Among the long list of items that many opponents of President-elect Donald Trump are concerned about is the power he will have to help shape the Supreme Court. Before looking ahead, however, let’s take a look at the most recent past.
It’s atrocious that the Senate refused to even consider Merrick Garland. There was an obligation to hold hearings on the nomination. Instead, Senators chose not to do so. They do not have an obligation to approve the nominee, but they must consider him or her. By all accounts, Judge Garland is intelligent, has a strong legal mind and is relatively moderate in all of his prior opinions. I find it appalling that the Senate has chosen to play politics with the highest court in the land. The Court continues to function one Justice down and this aggravates me.

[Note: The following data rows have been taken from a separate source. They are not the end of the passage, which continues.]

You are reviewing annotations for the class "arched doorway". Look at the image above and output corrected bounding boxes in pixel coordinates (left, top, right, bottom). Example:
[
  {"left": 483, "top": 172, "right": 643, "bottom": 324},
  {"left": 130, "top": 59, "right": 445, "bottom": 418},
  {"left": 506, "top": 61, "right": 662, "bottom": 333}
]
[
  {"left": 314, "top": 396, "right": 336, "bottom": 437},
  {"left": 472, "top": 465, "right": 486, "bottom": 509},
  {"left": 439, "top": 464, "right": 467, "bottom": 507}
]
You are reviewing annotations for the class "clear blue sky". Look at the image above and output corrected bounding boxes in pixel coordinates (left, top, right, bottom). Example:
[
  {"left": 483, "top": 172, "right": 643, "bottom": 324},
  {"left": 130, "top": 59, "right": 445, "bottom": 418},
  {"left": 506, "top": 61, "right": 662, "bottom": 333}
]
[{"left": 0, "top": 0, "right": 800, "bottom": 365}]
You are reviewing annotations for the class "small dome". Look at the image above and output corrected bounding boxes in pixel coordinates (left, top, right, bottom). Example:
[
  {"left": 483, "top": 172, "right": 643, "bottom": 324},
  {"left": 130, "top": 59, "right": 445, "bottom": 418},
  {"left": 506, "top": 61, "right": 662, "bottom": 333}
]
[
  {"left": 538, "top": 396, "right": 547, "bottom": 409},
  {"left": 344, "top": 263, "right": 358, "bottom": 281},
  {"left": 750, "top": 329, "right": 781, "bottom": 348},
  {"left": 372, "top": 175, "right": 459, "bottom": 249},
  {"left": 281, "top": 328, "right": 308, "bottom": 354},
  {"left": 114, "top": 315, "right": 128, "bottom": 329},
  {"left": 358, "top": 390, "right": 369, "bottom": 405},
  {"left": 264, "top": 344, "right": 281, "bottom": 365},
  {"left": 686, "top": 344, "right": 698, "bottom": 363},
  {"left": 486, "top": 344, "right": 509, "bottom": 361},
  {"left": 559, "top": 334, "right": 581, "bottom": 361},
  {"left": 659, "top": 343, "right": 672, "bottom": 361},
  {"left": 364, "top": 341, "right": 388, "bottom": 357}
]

As for the upcoming change in administrations, I doubt very much will change with the strategies of previous Presidents and Congressional leaders who make every effort to appoint justices whose philosophies align strictly with their own. I don’t believe that there should be a litmus test (either way) for justices. Just as I do not believe in one issue politics, a one issue judge also presents a problem. The standards applied should concentrate more on a candidate’s overall intelligence and integrity. I realize it may be naive, but I believe that it’s inappropriate to question nominees about specific issues. Judges are supposed to be unbiased, being required to consider each matter on the facts specific to that individual case. All cases are different, so asking for specifics is unwarranted, since factors will change from case to case.

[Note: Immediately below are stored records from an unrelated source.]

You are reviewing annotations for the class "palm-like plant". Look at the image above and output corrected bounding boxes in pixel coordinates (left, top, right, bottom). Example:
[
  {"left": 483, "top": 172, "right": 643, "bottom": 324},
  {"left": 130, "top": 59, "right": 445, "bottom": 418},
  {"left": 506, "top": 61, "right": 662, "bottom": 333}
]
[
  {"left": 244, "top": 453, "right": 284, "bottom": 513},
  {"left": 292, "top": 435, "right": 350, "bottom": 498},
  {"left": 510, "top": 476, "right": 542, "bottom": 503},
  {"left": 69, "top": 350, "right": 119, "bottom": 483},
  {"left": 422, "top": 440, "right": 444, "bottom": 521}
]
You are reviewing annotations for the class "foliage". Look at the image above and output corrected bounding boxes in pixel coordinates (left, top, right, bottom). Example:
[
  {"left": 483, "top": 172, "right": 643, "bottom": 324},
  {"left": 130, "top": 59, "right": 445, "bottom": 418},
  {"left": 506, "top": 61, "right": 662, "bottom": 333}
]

In addition, Supreme Court Justices are given a lifetime appointment which removes the political check and allows them to evolve, change and unveil, without fear of reprisal, their true beliefs. The lifetime term is another reason that it’s critically important that the best person for the job be appointed. It’s because of the permanency of the position that the two sides have dug in their heels deeper and deeper in the continuous attempt to make sure that those who don the robes parrot their philosophies.
Having said that, history has shown that no matter what the litmus test, surprises can and do occur. Republican Presidents appointed John Paul Stevens, Harry Blackmun, Sandra Day O’Connor, Earl Warren, William Brennan and David Souter (who was infamously referred to as a “home run” for Conservatives by John Sununu) and none of these justices carried the torch as Republicans had hoped. On the other side, Byron White and Felix Frankfurter surprised Liberals, including the Democratic presidents who appointed them, by turning much more conservative once on the bench.
In the end, Justices are human and therefore both unpredictable and capable of free, independent thought. The politics that have been
played with appointments to the Court ignore this fact and seek to paint all nominees and prospective nominees into a corner based on
what they may need to say in order to gain favor. Sadly, neither side is likely to abandon this strategy any time soon.